REQUEST START ... REQUEST DONE ... start detached job ... (delay) DONE detached job
The next example shows a two-stage use of ns_connchan listen and ns_connchan callback. The callback provided to ns_connchan listen is invoked when a new connection is accepted and must return a true value to keep the connection open. The accepted channel is then typically passed to ns_connchan callback for event-driven processing. In such a callback, peer connection closure is commonly detected when the channel becomes readable and ns_connchan read returns the empty string.
package require nx
namespace eval connchanserver {
#
# Server class: manages the listening socket and accepts connections
#
nx::Class create Server {
# Default settings:
# - bind to IPv6 loopback and ephemeral port.
# - The OS assigned port is in the logentry (listening on ...)
:property {host ::1}
:property {port 0}
#
# Start listening for incoming connections
#
:public method start-listen {} {
# Create a listening socket via ns_connchan.
# -bind ensures that the socket is bound exactly to :host/:port.

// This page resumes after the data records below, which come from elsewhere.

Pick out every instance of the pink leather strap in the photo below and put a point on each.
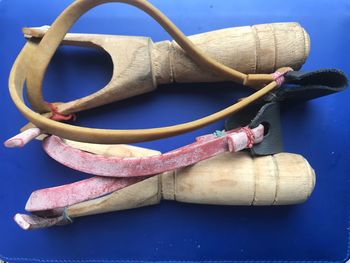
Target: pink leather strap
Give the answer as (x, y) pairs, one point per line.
(204, 148)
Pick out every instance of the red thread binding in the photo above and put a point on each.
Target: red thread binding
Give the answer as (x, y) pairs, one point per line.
(56, 116)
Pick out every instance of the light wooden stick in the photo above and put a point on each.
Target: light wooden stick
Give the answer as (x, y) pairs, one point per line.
(140, 64)
(227, 179)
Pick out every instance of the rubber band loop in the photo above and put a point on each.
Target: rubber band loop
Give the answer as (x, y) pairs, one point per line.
(56, 116)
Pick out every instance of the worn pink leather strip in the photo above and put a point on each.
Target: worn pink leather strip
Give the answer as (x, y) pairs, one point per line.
(22, 138)
(69, 194)
(204, 148)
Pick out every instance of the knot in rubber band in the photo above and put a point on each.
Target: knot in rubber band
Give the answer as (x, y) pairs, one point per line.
(66, 217)
(56, 116)
(250, 136)
(279, 76)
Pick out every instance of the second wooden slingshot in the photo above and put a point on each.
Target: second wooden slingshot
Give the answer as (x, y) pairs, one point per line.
(260, 56)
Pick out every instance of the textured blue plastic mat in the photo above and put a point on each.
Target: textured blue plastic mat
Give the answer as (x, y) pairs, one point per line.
(320, 130)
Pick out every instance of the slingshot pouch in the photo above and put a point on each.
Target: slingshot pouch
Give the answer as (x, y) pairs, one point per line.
(298, 86)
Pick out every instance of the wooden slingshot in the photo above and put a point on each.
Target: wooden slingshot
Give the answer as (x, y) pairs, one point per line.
(207, 171)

# The callback is invoked for every new incoming connection.
set d [ns_connchan listen -bind ${:host} ${:port} \
[list [self] accept-handler]]
# On success, ns_connchan listen returns a dict with details
if {[dict exists $d channel]} {
# Extract returned values (channel, port, address, sock)
dict with d {
ns_log notice "Listening on address $address port $port"
# Remember the listening channel (needed to close later)
set :listen $channel
}
} else {
# Failure (e.g., port already in use or bind not possible)
ns_log warning "Failed to listen on host ${:host} port ${:port}"
}
}
#
# Callback invoked for every accepted connection
#
# channel: connection channel for the accepted client socket
#
:public method accept-handler {channel} {
ns_log notice "incoming data on channel $channel"
# Create a new Connection object to handle this client
Connection new -channel $channel
# Return 1 to accept the connection and keep it open
# Returning 0 would close the connection immediately
return 1
}
}
#
# Connection class: handles a single client connection
#
nx::Class create Connection {
# Channel associated with this connection
:property {channel}
#
# Constructor: called after object creation
#
:method init {} {
ns_log notice "[current class] starting with channel ${:channel}"
# Register a callback for this connection channel
ns_connchan callback ${:channel} \
[list [self] receive] rex
}
#
# Callback invoked when data is available or connection state changes
#
# condition: one of r/e/x (readable, exceptional condition, server shutdown)
#
:public method receive {condition} {
# Read available data from the channel
# ns_connchan read returns raw bytes
set bytes [encoding convertfrom utf-8 \
[ns_connchan read ${:channel}]]
# Determine length of received data
set rlen [string length $bytes]
ns_log notice "[current class] received $rlen bytes on ${:channel} cond $condition\n$bytes"
# Return value controls whether the callback remains active:
# 0 -> close channel and stop callbacks
# 1 -> keep channel open and continue receiving callbacks
# 2 -> keep channel open but suspend the current callback
#
# Here: close when no data was received (e.g., EOF)
if {$rlen == 0} {
#
# destroy the Connection object
#
:destroy
return 0
} else {
return 1
}
}
}
#
# Create a server instance bound to IPv4 loopback
#
Server create s1 -host 127.0.0.1 -port 9000
}
#
# Register startup hook to begin listening when NaviServer starts
#
ns_atstartup {
# Start listening on configured host/port
connchanserver::s1 start-listen
}
The ns_connchan command uses the network driver configuration of NaviServer. Therefore, the used network driver for the protocol must by loaded via the NaviServer configuration file. When e.g. an outgoing HTTPS request should be made, but the site administrator does not want to listen on an HTTPS port, specify in the configuration of HTTPS the port with value 0.
The default values for the peer server validation parameters -cafile, -capath, and -insecure can be configured in the configuration file as documented in ns_http. The configuration of the client certificate management is as well shared with ns_http. For configuration details, see the section HTTP client security configuration in the manual.